Charles Hnilicka, the owner of Inland Barge Service, said: “In the spring of 2011 we were doing some hot work on one of the struts and decided to change the bearing since everything was apart. We did not have to and could have reinstalled the original bearing after the hot work, but we had a spare set.
“When we took it out, the RiverTough bearing and sleeves had no appreciable wear and tear, which was amazing considering the environment in which Ramona operates.”
The 1971-built push boat provides an invaluable service delivering freight and consumer goods to communities along the Yukon River and its tributaries.
These shallow waters, usually only navigable between May and October, are fed by rain and glacial melt containing highly abrasive silt and ground rocks, called glacial till, that can severely damage other propeller shaft systems.
Since 2003, when Inland Barge Service replaced single-screw Ramona’s rubber bearings, Thordon’s polymer system has undertaken over 2,000 hours of operation per year in some very abrasive environments.
“I have not seen anything like it,” said Mr Hnilicka. “When we used rubber bearings we were lucky to get a full operational season out of them before they needed replacing.”

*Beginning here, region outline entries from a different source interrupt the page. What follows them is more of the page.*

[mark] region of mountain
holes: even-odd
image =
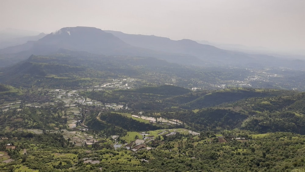
[[[34,36],[13,38],[6,39],[2,39],[0,41],[0,49],[24,44],[30,41],[37,41],[47,35],[45,33],[41,33],[39,35]]]
[[[25,59],[32,54],[50,55],[63,49],[106,55],[153,57],[188,64],[193,61],[194,64],[198,63],[200,61],[192,56],[158,52],[132,46],[100,29],[82,27],[63,28],[37,41],[29,41],[1,49],[0,54],[5,57],[10,55],[14,58]]]
[[[210,45],[202,44],[190,39],[178,41],[153,35],[128,34],[122,32],[105,31],[131,45],[156,51],[189,54],[210,64],[249,68],[283,67],[303,70],[305,62],[273,56],[225,50]],[[207,41],[203,42],[208,44]]]
[[[301,64],[271,56],[224,50],[189,39],[178,41],[153,35],[106,32],[95,27],[62,28],[36,41],[0,49],[0,66],[26,59],[32,54],[49,55],[68,49],[108,56],[153,57],[199,66],[303,69]]]
[[[175,41],[153,35],[128,34],[112,31],[105,31],[112,33],[125,42],[134,46],[156,51],[190,54],[202,59],[223,60],[238,59],[243,60],[248,60],[249,58],[245,54],[199,44],[190,39]]]
[[[0,31],[0,39],[3,41],[17,38],[35,36],[39,34],[39,33],[33,31],[7,28]]]

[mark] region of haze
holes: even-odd
[[[0,30],[78,26],[304,54],[305,1],[2,0]]]

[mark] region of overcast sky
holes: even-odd
[[[89,26],[174,40],[305,49],[304,0],[1,0],[0,30]]]

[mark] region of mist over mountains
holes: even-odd
[[[152,57],[172,63],[199,66],[301,69],[305,66],[302,60],[225,50],[189,39],[174,41],[83,27],[62,28],[37,41],[0,49],[0,61],[4,67],[27,59],[32,54],[54,54],[63,49],[106,55]]]

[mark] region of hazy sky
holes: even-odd
[[[174,40],[305,49],[305,0],[0,0],[0,30],[78,26]]]

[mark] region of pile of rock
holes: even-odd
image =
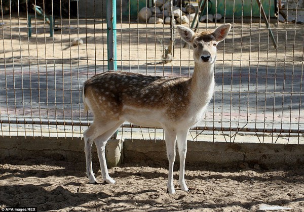
[[[189,4],[185,8],[173,7],[173,17],[176,22],[179,24],[192,23],[195,17],[197,7]],[[164,23],[170,24],[171,19],[170,14],[171,8],[170,1],[166,0],[156,0],[155,6],[148,8],[142,8],[138,13],[139,21],[142,22],[147,22],[149,24]],[[222,18],[219,14],[214,15],[208,14],[202,16],[200,19],[201,22],[208,21],[213,22],[215,20],[219,21]]]

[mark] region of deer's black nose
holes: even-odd
[[[209,59],[210,58],[210,56],[201,56],[201,58],[202,58],[202,60],[204,61],[204,62],[207,62],[209,61]]]

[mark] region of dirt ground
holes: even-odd
[[[99,165],[94,165],[96,172]],[[178,188],[176,171],[176,193],[169,194],[165,161],[127,161],[109,170],[116,184],[92,185],[85,162],[7,158],[0,164],[0,205],[62,211],[270,211],[262,207],[272,205],[303,211],[304,168],[260,168],[188,164],[189,191]],[[101,182],[100,171],[97,179]]]

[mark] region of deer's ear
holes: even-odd
[[[226,24],[217,27],[213,32],[215,39],[217,42],[223,41],[231,29],[231,24]]]
[[[194,35],[194,32],[188,27],[181,25],[177,26],[177,30],[182,39],[186,43],[192,45],[192,38]]]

Scott Groves, Thordon Bearings business development manager, said: “We have data from workboats operating on the Mississippi River showing typical RiverTough wear rates of 0.075mm to 0.1mm in 6,000 to 7,000 hours of annual use, but this is the first time we have received data from a vessel operating in the high north. The feedback from Inland Barge Service provides clear evidence of RiverTough’s superior wear life in very abrasive water conditions. They routinely outlast rubber bearings by a factor of two or more.”
Todd Terry, president of Pacific Marine Equipment, Thordon Bearings’ Seattle-based distributor, said Inland Barge Service is among a growing number of workboat and small craft operators to covert from rubber tail shaft bearings to the RiverTough solution.
“In 2001, we supplied the water-lubricated bearing system to HamiltonJet’s Yukon Queen. The vessel ran from 2001 to around 2010 when it was sold and left the river. HamiltonJet reported that the RiverTough bearing worked exceedingly well in this application. Since then, we have supplied the Interlake Steamship Co, Riverway Transport, American Commercial Lines, Ingram Barge Line, Blessey Marine Services and Eckstein Marine.”